The SMSF industry has welcomed the Productivity Commission’s revised minimum viability threshold for SMSFs to $500,000, but one firm has warned it is still misleadingly high as a cost-effectiveness measurement.
Responding to the commission’s final report on assessing the efficiency and competitiveness of superannuation, SuperConcepts chief executive Natasha Fenech said she is concerned the report has confused the market in differentiating between a fund balance and member balance when determining the minimum viability of an SMSF.
“The vast majority of funds have more than one member and this needs to be absolutely clear when issuing guidance and potential accountability to professionals about how much money makes an SMSF worthwhile,” Fenech said.
“By this measure the minimum member balance would be $250,000, which is closer to guidance provided by the ATO.”
SuperConcepts cited ATO figures indicating the average assets per SMSF member to be $652,465.
The SMSF Association expressed relief the commission has listened to feedback on its SMSF findings published in the interim report in May 2018, particularly regarding SMSF investment returns.
“The commission acknowledged the difference in investment return calculation methodologies between SMSFs and large superannuation funds and had revised downward from $1 million to $500,000 its fund balance figure as to when SMSFs were cost-effective compared with large funds,” SMSF Association chief executive John Maroney said.

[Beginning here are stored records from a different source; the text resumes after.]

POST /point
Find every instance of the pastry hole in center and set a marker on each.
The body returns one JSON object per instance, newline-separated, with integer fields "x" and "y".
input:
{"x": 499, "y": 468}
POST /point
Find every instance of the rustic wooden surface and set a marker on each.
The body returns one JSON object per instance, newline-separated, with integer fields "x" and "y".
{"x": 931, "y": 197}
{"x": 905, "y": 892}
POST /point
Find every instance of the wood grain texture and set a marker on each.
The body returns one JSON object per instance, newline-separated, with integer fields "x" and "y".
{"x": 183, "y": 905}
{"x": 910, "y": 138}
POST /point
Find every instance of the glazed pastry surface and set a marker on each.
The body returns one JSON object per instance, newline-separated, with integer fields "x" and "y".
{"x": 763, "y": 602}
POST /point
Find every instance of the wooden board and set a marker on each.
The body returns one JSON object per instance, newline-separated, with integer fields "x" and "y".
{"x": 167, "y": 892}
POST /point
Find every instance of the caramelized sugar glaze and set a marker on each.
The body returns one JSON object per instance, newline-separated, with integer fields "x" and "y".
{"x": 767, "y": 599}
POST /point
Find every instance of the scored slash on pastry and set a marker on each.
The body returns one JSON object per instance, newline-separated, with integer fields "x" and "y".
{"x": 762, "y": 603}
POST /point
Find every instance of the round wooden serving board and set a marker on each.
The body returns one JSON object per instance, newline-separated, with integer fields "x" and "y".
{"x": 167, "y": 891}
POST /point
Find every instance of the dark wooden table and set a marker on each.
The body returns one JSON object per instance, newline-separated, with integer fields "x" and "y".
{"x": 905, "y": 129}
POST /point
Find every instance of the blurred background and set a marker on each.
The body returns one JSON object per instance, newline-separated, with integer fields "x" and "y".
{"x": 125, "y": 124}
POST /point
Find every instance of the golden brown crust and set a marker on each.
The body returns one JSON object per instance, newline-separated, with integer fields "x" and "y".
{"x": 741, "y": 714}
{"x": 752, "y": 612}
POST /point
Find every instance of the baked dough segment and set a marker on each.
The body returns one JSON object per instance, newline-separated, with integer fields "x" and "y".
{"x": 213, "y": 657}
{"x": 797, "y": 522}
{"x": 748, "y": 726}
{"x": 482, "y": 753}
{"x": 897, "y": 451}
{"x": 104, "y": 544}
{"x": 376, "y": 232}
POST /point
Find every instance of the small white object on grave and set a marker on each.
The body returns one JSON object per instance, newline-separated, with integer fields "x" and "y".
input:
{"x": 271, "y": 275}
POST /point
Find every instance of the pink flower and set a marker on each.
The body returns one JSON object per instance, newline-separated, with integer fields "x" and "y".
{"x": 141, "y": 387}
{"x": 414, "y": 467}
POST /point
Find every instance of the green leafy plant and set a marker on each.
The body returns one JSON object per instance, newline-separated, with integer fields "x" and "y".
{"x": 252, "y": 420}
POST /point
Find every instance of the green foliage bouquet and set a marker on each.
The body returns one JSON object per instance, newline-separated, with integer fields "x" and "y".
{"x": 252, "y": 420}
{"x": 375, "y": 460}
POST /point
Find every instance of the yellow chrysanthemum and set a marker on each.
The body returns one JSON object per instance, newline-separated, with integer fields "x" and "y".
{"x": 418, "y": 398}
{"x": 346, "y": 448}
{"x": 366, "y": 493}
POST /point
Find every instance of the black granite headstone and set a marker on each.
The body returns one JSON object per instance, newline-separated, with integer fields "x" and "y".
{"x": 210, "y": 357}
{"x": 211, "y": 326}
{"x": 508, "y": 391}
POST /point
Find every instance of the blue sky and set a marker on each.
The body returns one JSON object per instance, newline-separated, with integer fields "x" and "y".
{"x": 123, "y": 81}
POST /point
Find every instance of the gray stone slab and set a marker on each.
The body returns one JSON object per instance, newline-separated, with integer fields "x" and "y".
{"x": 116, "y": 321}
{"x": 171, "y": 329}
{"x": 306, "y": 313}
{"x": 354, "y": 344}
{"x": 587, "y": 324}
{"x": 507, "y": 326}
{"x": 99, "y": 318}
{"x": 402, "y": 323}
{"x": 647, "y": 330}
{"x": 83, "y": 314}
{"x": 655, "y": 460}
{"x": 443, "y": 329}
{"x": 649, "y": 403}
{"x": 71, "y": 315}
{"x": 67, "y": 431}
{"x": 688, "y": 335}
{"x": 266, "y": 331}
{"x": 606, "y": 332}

“This is a far more realistic figure to use as a guide for discussing whether it is appropriate to establish an SMSF as there are many high-performing SMSFs with balances below $500,000.
“In our opinion, the commission, in its final report on assessing the efficiency and competitiveness of the superannuation system, has got it right in describing a minimum balance requirement for establishing an SMSF as a ‘blunt tool’ that is far less likely to ensure a healthy SMSF sector compared with improving advice standards.”
The association said it is supportive of the commission’s recommendation for the government to introduce requirements for specialist training for people providing advice on SMSF establishments.
“Raising the standards of SMSF advice through specific education requirements has long been the mantra of the association and a key focus in our mission to lead the professionalism, integrity and sustainability of the $755 billion SMSF sector,” Maroney said.
“It’s significant that the commission is on the same page as ASIC (Australian Securities and Investments Commission) in recognising the importance of advice providers who are appropriately educated.”
According to Maroney, the commission’s stance on advice aligns with its recommendation Australians should be able to choose the right super fund for them, including an SMSF, irrespective of their employment status.
SuperConcepts also supported recommendations to have recognised specialist qualifications for SMSF advice.
“This measure will enhance the compliance aspects of a fund and reduce inadvertent breaches due to lack of understanding around compliance issues,” Fenech said.